My post from yesterday was written in a hurry so I didn’t have a chance to cover everything. So, time for the part II.

Okay, let’s start from the old stuff.

The really old stuff

There is a great web site called vetusware.com. It is collecting stuff that is abandonware. When you start searching the page you will get stuck and will spend hours downloading some really esoteric software. There is tones of 16-bit software. There is also lots of 32-bit software from 90s and noughties. There _are_very old SDK, DDK packages there. You do want to download them in case they include descriptions, definitions that have been removed in later versions of SDK/DDK.
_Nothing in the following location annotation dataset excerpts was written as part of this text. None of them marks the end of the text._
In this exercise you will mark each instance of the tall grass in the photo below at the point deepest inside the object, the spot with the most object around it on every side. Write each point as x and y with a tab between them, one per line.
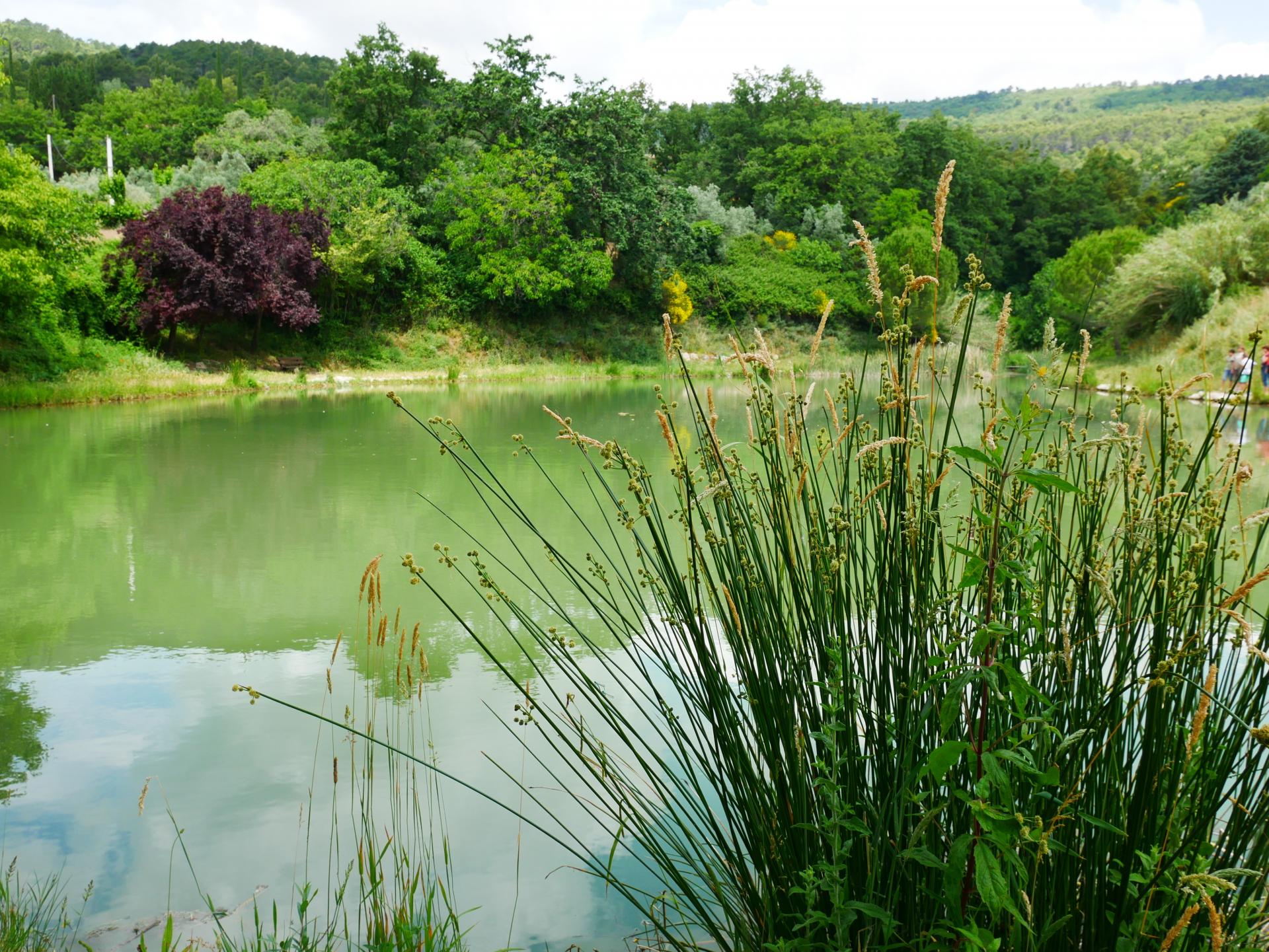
382	866
36	916
865	681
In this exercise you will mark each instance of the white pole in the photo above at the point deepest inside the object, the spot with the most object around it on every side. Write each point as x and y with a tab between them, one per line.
110	164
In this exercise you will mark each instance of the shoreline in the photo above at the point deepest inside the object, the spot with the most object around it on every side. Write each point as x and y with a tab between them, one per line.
96	390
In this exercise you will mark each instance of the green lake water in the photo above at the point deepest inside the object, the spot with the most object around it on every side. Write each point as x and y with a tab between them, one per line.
158	553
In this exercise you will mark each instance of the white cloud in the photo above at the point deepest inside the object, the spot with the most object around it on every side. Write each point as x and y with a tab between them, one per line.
859	48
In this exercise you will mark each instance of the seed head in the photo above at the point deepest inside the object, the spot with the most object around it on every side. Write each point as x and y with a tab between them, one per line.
941	204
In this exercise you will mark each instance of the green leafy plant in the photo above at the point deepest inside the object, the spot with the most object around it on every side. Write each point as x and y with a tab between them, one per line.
878	687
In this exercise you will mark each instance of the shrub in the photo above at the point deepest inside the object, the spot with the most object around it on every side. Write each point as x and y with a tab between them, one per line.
206	256
734	219
259	140
678	305
755	281
1065	287
844	710
45	233
1182	273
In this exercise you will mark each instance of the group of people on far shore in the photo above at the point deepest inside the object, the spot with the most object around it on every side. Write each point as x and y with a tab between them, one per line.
1239	365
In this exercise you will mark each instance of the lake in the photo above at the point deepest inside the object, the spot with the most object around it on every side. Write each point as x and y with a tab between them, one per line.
159	553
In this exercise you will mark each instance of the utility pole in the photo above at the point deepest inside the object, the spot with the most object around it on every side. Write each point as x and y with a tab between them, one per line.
110	165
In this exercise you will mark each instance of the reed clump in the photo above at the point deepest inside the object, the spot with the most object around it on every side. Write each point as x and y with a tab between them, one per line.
868	681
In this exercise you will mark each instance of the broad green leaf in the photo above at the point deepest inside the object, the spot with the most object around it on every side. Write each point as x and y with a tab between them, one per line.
923	856
953	873
1102	824
1045	481
943	757
872	912
989	879
970	453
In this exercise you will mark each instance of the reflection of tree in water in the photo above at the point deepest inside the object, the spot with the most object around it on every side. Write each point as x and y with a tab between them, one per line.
20	749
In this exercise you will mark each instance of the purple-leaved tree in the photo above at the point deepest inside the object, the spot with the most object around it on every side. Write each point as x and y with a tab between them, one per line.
206	256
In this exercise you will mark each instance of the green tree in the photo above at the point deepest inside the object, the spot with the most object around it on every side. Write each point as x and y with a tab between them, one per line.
504	96
837	159
24	126
1237	168
899	208
153	126
389	107
980	216
601	141
44	233
1063	291
504	219
277	135
910	246
372	240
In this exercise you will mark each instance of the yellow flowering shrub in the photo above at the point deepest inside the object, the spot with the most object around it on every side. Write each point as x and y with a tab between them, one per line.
678	305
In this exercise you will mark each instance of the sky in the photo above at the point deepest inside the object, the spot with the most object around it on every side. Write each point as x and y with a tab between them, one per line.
688	50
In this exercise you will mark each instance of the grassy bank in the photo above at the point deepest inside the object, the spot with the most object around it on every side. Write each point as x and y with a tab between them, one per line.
114	372
1201	348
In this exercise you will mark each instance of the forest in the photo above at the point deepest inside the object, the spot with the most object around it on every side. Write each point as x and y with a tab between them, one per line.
255	188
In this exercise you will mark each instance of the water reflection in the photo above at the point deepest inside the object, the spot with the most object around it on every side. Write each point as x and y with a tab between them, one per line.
22	751
159	553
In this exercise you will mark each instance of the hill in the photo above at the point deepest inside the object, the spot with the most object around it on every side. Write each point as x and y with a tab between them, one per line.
1183	122
31	40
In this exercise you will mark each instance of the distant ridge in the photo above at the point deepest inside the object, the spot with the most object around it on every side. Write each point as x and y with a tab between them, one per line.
31	40
1075	99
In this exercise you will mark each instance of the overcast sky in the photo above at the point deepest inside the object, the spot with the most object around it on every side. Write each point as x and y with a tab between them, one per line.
687	50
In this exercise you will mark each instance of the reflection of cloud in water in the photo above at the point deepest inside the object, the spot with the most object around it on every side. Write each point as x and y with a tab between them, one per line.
238	775
22	749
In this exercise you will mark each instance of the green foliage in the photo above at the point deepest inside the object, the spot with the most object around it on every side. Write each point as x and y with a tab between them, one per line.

You just need to go there and start downloading. The gems you can find include software from early days of Microsoft, Borland, Wordstar, IBM, OS/2 and so so and so forth. This is where it all started. For PC, at least.

The echoes of Int 21h

This one is for Alex. Just kidding – the thing is that before the internet took the shape it has today many coders and reverses relied on just a bunch of knowledge sources.

One of the most important things you wanted to put your hands on back in a day was Ralf Brown’s Interrupt List. This is a nostalgic piece of beauty. It was way ahead of its time and is to date one of the best ever compilations of descriptions of programming interface of tones of APIs. It was a Bible for DOS coders.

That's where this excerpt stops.